Russia Sentences Queer Nightclub Owner and Staff to Prison in First ‘LGBT Extremism’ Case
LGBTQ+ rights advocates fear the verdicts will allow authorities to further prosecute queer people.
A Russian bar owner and two employees of an LGBTQ+ nightclub have each been sentenced to several years in prison in what is the country’s first prosecution related to a law that essentially banned any organizing in favor of LGBTQ+ people.
In 2023, Russia’s Supreme Court classified the LGBTQ+ rights movement in the country as extremist, which means those found supporting it or organizing for it can be labeled as terrorists, according to Human Rights Watch.
The three were charged with organizing activities as part of an “extremist organization,” which Russia now designates the country’s LGBTQ+ rights movement as, independent Russian news outlet Meduza reports.

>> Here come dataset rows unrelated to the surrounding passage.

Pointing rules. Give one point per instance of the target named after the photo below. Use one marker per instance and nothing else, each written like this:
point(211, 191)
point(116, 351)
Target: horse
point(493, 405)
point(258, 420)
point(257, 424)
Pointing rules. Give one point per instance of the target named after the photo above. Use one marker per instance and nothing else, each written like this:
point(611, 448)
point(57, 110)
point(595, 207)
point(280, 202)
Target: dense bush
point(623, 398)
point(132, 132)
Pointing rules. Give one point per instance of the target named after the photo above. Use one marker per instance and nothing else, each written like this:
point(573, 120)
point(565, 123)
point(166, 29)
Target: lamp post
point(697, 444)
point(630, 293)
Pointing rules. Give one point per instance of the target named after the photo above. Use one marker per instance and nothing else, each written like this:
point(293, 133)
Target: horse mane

The club had been raided two years ago. Pose first opened in 2021 and hosted drag performances. To avoid the country’s anti-LGBTQ+ laws, it advertised as a “parody bar theatre,” Reuters reports, citing local reporting from Mediazona.
On Monday, a court in Orenburg, a city in southwestern Russia, handed down a seven-year sentence to 37-year-old Pose owner Vyacheslav Khasanov, along with a fine of 1 million Russian rubles (about $13,000); over six years to 30-year-old Diana Kamilyanova; and more than two years to 23-year-old Alexander Klimov.
Prosecutors said that Kamilyanova had filmed drag performances at Pose, while Klimov met with the drag artists on social media, according to Meduza. They argued that the Pose employees were guilty because they were people with “non-traditional sexual orientation” who worked with those supportive of LGBTQ+ people to keep the club running.
The three had pleaded not guilty.
“Russian authorities are intensifying their criminalization of those who provide critical support to the very LGBT people they have systematically persecuted,” said Hugh Williamson, Europe and Central Asia director at HRW in a May report. “Authorities should vacate all court decisions and criminal convictions based on these spurious ‘extremism’ charges.”
The group points out that in the last several months, nine LGBTQ+ rights organizations have been designated as “extremist” by local courts.
“The Russian government’s banning of LGBT rights organizations is absurd, harmful, and discriminatory,” Williamson said. “Rights-respecting governments should support Russian LGBT groups and activists, including by enabling them to continue their work from abroad.”
LGBTQ+ rights activists in the country warn that Monday’s verdicts will now serve as a precedent for further persecution of LGBTQ+ people and the erasure of queer safe spaces in the country.